Hackers can remotely steal any number of fingerprints from Android smartphones

Hackers can steal any number of fingerprints remotely without user’s knowledge from Android smartphones

Two FireEye researchers have discovered a new way to steal Android smartphone user’s fingerprints remotely without their knowledge or consent. FireEye researchers Tao Wei and Yulong Zhang have outlined four new ways to attack on Android devices to extract user’s fingerprints.  The researchers will demonstrate the exploit at the Black Hat conference in Las Vegas on Wednesday

The researchers stated that as of now only those smartphones which have fingerprint scanners are vulnerable. So as of now only premium category and flagship smartphones from likes of  Samsung, Huawei, and HTC are vulnerable. The real fear is when the fingerprint scanner technology moves from premium segment to mid range and low budget smartphone segment which is assumed to happen in late 2018.

Of the four attacks outlined by the researchers, one in particular — dubbed the “fingerprint sensor spying attack” — can “remotely harvest fingerprints in a large scale,” Zhang told ZDNet by email.

The researchers confirmed that the exploit worked on HTC One Max and Samsung’s Galaxy S5, allows the hacker to stealthily acquire a fingerprint image from an affected device because device makers don’t fully lock down the sensor.

ZDNet added that the sensor on some devices is only guarded by the “system” privilege instead of root, making it easier to target.  Which meant that rooted Android smartphones were at greater risk.

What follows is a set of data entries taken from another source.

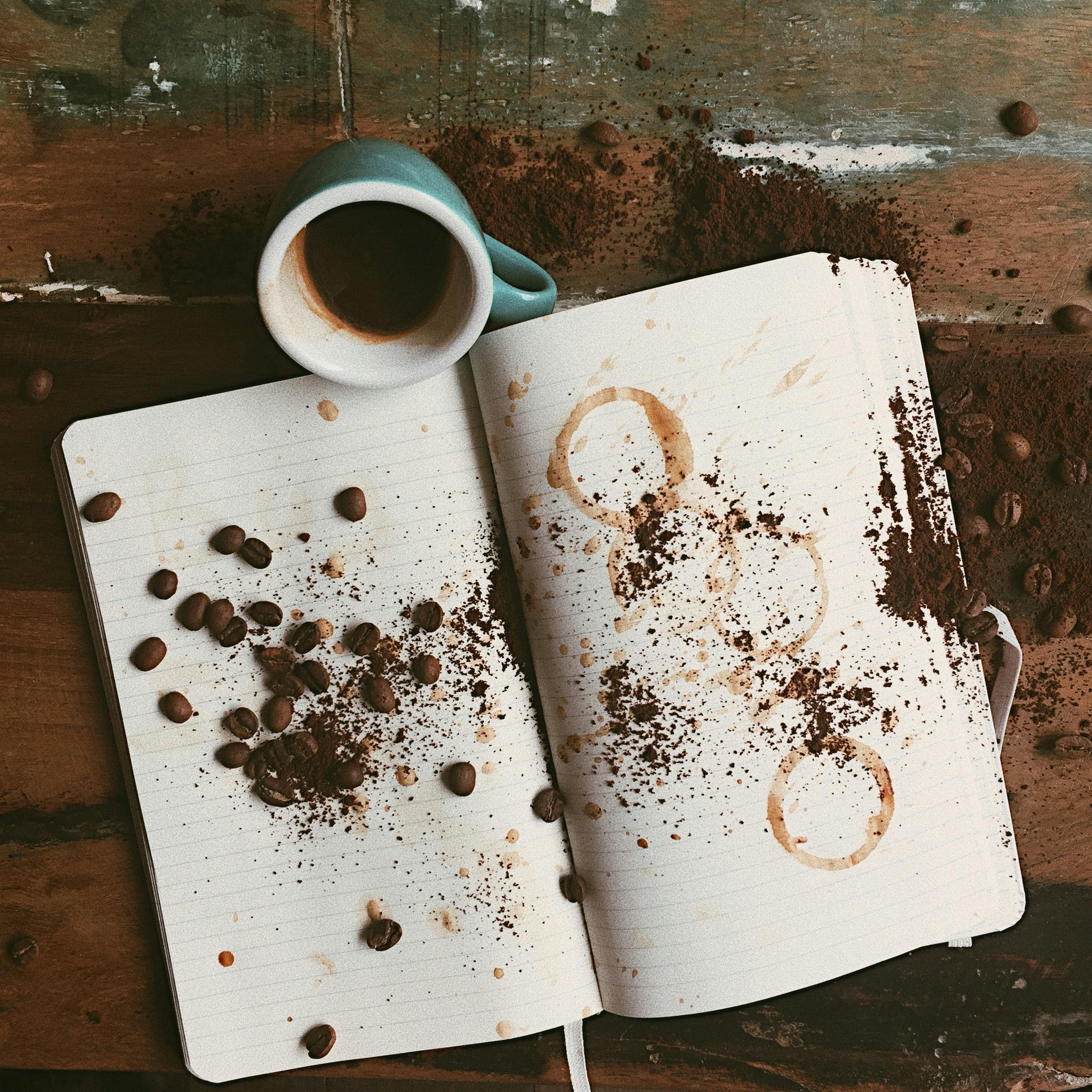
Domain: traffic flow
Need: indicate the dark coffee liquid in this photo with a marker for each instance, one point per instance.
(378, 267)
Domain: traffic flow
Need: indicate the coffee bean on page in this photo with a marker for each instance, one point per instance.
(319, 1041)
(974, 425)
(256, 553)
(163, 583)
(1071, 470)
(1038, 579)
(176, 707)
(149, 654)
(379, 695)
(234, 756)
(230, 540)
(430, 616)
(242, 723)
(218, 615)
(315, 675)
(286, 686)
(102, 508)
(278, 713)
(461, 778)
(305, 638)
(1012, 447)
(364, 639)
(266, 613)
(1074, 319)
(427, 669)
(1008, 508)
(549, 805)
(383, 935)
(954, 400)
(193, 610)
(574, 888)
(1057, 620)
(347, 774)
(352, 504)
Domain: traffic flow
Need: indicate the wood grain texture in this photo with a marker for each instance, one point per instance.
(1010, 1013)
(127, 120)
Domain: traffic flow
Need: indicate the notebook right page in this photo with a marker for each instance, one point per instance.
(772, 777)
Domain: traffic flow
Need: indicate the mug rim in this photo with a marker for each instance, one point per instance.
(359, 372)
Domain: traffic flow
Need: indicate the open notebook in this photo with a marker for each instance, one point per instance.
(770, 778)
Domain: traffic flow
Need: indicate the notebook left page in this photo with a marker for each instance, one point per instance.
(264, 908)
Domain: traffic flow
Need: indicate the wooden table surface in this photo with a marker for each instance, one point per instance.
(141, 140)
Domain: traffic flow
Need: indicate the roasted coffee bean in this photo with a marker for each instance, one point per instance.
(427, 669)
(230, 540)
(266, 613)
(278, 713)
(319, 1041)
(1020, 118)
(1074, 319)
(1008, 508)
(1057, 620)
(461, 778)
(256, 553)
(364, 639)
(604, 133)
(278, 661)
(149, 654)
(242, 723)
(176, 707)
(303, 744)
(351, 503)
(218, 615)
(315, 675)
(191, 611)
(233, 633)
(37, 385)
(273, 791)
(970, 602)
(1071, 470)
(1012, 447)
(286, 686)
(383, 934)
(102, 508)
(957, 464)
(1038, 579)
(163, 583)
(981, 628)
(430, 616)
(305, 638)
(1073, 747)
(549, 805)
(974, 425)
(954, 400)
(234, 756)
(347, 774)
(574, 888)
(379, 695)
(950, 339)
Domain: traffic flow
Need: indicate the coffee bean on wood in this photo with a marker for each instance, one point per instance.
(102, 508)
(149, 654)
(176, 707)
(163, 583)
(230, 540)
(193, 610)
(256, 553)
(351, 504)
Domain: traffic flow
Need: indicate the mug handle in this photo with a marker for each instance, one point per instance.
(521, 289)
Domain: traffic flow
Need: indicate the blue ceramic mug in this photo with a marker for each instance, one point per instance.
(485, 281)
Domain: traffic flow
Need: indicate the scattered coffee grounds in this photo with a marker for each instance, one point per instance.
(102, 508)
(727, 215)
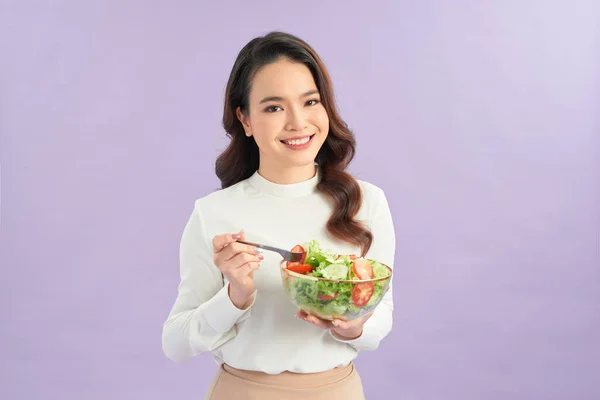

Scaringly once the hacker has gained entry via the attack, the fingerprint sensor can continue to quietly collect fingerprint data on anyone who uses the sensor and remotely send it back to the hacker, giving him unlimited harvest of fingerprints.

“In this attack, victims’ fingerprint data directly fall into attacker’s hand. For the rest of the victim’s life, the attacker can keep using the fingerprint data to do other malicious things,” Zhang said.

Zhang and his partner have alerted the smartphone makers and the manufacturers have since patched their smartphones against this vulnerability. However the researchers have neither named the makers nor whether the patch has reached the end user. They also have not commented on which vendor is most vulnerable from the vulnerability.

Regarding applying the same vulnerability to Apple’s iPhone, Zhang said it is quite secure. The iPhone which essentially pioneered the fingerprint scanner to unlock a smartphone, encrypts fingerprint data from the scanner.

“Even if the attacker can directly read the sensor, without obtaining the crypto key, [the attacker] still cannot get the fingerprint image,” he said.

With biometrics exploding and being adapted for almost everything from gate access, passports, banking etc., the problem isn’t just limited to mobile devices.